Not only because I wanted him. But because I was so angry, and so tired of feeling helpless. So I took out all my rage on a man in restraints. A man who didn’t want me touching him. A man grieving for his friend.

No one comes out looking prettier than they went in.

I knew I wouldn’t. I knew this place would change me.

But I never thought I’d become so ugly.

* * *

By that evening, I’m so exhausted that squeezing my way through the bars above my stall takes everything I have left. Despair and grief are a constant burn in my throat—emotions that only thicken when I glance across the aisle at Crash’s empty stall.

Matt pulls himself up. “Hey, sis.”

He sounds as torn up as I feel. Though he doesn’t know what I did to Stone. Maybe he knows what I was ordered to do—give a reward—but not how I became so angry and took my rage out on a helpless man.

I wish that anger had lasted. Instead only grief and despair are left.

“Hey,” I whisper.

“You all right?”

No. But I nod.

He knows I’m lying. His face hardens. “It was Stone?”

I nod again.

“Did he hurt—”

“No.” I stop that train before it goes any farther. “He’s a good guy.”

A humorless laugh shakes through him. “No, he’s not.

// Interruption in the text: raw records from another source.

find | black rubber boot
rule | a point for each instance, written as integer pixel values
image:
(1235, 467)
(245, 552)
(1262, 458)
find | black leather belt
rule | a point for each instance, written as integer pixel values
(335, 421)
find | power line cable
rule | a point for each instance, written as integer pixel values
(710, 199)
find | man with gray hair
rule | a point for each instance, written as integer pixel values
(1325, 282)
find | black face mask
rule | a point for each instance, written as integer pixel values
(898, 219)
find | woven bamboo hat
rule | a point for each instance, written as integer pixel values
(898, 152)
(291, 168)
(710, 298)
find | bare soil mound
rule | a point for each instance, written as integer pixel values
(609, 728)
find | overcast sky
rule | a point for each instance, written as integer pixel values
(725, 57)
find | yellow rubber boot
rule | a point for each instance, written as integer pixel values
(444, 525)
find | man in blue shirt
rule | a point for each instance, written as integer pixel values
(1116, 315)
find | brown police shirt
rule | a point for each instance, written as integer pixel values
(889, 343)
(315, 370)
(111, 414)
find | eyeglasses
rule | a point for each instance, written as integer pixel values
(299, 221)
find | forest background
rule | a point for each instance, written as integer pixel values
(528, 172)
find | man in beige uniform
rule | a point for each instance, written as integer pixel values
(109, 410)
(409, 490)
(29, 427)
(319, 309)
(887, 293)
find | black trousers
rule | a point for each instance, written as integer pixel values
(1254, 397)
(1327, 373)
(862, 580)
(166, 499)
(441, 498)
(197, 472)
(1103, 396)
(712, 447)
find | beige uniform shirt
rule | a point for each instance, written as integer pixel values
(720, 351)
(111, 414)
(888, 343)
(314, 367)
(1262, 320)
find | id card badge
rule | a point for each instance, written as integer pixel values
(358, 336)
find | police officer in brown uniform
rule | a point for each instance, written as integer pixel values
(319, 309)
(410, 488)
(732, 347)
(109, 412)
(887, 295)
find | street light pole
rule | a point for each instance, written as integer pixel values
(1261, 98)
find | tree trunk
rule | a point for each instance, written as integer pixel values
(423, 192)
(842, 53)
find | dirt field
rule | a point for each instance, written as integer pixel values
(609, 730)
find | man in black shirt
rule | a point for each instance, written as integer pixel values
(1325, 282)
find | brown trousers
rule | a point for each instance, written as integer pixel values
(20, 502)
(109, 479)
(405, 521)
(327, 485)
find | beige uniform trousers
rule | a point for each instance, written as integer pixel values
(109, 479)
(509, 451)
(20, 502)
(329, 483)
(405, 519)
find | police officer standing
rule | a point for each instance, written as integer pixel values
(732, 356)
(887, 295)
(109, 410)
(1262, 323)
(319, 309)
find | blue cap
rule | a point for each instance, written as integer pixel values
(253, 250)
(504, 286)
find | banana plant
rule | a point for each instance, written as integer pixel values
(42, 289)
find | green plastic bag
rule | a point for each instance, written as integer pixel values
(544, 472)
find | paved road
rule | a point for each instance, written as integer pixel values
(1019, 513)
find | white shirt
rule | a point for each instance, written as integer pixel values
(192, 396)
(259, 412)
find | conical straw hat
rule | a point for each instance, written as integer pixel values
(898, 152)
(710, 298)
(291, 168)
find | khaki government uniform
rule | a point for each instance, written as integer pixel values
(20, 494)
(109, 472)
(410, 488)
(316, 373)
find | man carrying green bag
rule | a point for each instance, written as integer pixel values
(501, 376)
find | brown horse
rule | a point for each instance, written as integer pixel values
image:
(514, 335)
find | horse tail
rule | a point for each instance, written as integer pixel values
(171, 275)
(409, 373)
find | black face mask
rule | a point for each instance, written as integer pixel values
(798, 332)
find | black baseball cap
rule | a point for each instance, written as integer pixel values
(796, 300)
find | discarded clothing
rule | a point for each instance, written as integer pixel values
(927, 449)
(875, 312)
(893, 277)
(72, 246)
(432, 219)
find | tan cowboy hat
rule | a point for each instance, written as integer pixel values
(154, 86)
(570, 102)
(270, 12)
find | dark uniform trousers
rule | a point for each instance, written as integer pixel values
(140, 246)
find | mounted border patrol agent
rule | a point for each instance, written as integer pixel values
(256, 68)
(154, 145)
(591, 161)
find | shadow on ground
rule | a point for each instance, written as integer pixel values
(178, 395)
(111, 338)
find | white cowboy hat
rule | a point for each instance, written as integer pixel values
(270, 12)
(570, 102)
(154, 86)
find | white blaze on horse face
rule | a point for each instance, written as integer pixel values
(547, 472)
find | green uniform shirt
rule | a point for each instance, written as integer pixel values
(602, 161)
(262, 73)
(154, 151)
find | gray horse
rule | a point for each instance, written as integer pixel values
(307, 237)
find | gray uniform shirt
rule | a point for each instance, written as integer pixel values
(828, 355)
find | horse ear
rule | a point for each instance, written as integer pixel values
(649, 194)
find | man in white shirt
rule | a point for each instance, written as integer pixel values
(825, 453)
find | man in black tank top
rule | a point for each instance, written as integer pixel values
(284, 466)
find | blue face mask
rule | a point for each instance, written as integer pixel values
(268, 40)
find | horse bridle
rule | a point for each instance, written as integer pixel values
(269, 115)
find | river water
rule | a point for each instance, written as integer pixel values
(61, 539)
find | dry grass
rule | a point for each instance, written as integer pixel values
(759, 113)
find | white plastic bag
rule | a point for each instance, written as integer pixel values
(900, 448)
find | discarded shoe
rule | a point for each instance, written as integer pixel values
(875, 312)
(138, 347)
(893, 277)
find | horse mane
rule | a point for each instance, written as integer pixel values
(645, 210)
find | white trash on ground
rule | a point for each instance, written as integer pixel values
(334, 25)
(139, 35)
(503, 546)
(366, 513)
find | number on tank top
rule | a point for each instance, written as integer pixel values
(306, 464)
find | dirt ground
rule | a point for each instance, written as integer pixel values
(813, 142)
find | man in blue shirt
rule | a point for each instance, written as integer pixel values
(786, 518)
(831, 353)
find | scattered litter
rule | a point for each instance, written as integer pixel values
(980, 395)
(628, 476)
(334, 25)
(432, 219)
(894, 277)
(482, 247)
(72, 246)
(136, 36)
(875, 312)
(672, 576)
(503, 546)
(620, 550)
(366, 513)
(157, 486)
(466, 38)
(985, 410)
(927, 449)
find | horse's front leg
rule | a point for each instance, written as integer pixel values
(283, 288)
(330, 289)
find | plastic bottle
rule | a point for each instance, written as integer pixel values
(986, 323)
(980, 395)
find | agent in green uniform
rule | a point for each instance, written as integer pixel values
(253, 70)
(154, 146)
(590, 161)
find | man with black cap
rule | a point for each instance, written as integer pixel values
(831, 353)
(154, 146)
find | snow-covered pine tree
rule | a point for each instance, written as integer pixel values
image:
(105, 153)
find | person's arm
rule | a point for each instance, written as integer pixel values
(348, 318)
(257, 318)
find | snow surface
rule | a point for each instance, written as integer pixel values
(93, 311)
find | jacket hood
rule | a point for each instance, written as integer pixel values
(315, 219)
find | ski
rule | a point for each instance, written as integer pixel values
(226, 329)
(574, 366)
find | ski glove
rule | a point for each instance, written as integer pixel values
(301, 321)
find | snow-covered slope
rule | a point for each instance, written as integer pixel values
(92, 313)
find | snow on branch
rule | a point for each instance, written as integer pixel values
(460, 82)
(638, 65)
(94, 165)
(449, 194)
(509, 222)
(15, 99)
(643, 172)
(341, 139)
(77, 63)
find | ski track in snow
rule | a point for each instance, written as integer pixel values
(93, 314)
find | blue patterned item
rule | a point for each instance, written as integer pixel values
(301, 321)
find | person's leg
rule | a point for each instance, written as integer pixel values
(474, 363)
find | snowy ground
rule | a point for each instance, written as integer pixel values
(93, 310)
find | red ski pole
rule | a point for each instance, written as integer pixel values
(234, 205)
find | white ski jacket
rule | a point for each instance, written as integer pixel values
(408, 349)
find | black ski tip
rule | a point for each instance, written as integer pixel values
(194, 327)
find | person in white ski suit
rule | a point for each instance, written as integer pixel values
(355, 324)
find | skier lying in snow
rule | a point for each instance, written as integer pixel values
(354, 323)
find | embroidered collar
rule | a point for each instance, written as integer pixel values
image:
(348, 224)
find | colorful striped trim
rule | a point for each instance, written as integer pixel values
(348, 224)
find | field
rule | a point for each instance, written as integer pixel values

But if it makes you feel better, keep thinking that.”

Knowing he’s a good guy doesn’t make me feel better. The knot in my throat thickens. “It’s my fault he’s here.”

“No.” It’s flat, unyielding. “No.”

“But I should have tried harder to—”

“No.” His fierce whisper cuts me off. “You remember when we first got here, you told me that it wasn’t my fault that you got caught up in this—that it was all on Papa and the Eighty-Eight? This is the same damn thing. So if Stone’s being here is your fault, then you being here is my fault.”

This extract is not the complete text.